Donc bien fait pour moi, je n'avais qu'à passer mon chemin devant Les Merveilles de Claire Castillon. Sauf que c'est un bon roman. Je n'en raconte pas plus long, mais le texte mérite qu'on laisse tomber clichés et préjugés et que l'on tente l'expérience... Anaïs T.

Incidences de Philippe Djian***

les petits bouquins du mois de février (1)


Achevé le 10 février 2014

Incidences de Philippe Djian
roman français, 2010 (éd.Folio), 244p.

«  Difficile de savoir ce qui lui passait par la tête, de temps en temps. Lui-même n'en savait trop rien pour parler franchement – la seule certitude qu'il avait, pour l'heure, était qu'il mourait de faim.  » (p.106)

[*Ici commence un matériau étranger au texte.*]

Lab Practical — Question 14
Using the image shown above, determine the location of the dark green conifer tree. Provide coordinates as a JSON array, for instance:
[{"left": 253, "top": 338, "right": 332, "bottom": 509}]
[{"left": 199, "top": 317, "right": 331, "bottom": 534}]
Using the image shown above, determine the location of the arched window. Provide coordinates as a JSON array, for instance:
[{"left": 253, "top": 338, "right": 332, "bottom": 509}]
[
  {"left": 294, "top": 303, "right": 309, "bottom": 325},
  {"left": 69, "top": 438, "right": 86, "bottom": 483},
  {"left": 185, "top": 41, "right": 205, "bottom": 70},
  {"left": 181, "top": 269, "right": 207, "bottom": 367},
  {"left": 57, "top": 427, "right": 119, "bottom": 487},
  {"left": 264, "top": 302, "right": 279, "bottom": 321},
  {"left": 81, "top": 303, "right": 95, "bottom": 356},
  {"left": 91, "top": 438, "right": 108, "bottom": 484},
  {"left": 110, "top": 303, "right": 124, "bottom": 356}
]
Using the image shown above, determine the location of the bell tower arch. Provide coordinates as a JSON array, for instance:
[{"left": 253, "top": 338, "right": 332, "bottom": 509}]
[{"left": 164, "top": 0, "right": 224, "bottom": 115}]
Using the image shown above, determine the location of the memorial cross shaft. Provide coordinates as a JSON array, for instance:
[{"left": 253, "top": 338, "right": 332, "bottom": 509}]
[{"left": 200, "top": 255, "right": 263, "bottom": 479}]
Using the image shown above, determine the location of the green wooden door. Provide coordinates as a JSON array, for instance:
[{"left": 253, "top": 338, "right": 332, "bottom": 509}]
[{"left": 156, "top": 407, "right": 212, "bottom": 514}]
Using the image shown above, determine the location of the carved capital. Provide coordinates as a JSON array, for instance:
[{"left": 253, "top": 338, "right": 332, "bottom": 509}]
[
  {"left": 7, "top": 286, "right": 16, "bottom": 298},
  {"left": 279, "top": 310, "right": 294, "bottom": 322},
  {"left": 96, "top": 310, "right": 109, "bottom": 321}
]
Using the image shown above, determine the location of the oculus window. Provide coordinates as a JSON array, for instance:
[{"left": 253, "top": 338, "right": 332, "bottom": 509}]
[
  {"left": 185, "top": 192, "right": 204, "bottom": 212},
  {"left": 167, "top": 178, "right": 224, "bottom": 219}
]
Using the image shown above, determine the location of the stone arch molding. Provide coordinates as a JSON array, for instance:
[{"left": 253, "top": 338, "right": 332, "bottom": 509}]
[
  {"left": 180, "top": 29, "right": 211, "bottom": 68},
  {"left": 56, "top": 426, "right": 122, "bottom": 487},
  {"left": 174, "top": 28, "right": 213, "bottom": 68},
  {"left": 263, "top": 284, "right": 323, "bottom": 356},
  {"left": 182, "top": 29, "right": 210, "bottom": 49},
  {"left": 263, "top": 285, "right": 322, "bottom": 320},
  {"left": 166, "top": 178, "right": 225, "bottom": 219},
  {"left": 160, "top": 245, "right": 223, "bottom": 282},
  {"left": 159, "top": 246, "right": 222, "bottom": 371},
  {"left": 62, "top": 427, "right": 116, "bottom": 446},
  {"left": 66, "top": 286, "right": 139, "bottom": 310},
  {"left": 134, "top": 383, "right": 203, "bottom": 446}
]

Incidences est le roman qui a servi d'inspiration au dernier film des frères Larrieu, « L'amour est un crime parfait ». Je ne sais pas ce que vaut la version cinématographique – sans doute un très bon film, puisque Karin Viard et Mathieu Amalric sont de très bons comédiens(sans doute n'est-ce pas une raison suffisante me direz-vous), mais une chose est certaine : une fois de plus, on peut affirmer que Djian est un très grand romancier. On dévore ce texte avec une certaine jouissance, complètement vampirisé par le personnage de Marc, magnifique looser, accroc au tabac comme aux jolies étudiantes, strictement incapable de fait le distinguo entre le Bien et le Mal, complètement déphasé par une enfance violente et par sa trouble cohabitation avec Marianne, sa sœur... Un régal doux-amer, où le cynisme de Djian fait merveille ! Anaïs T.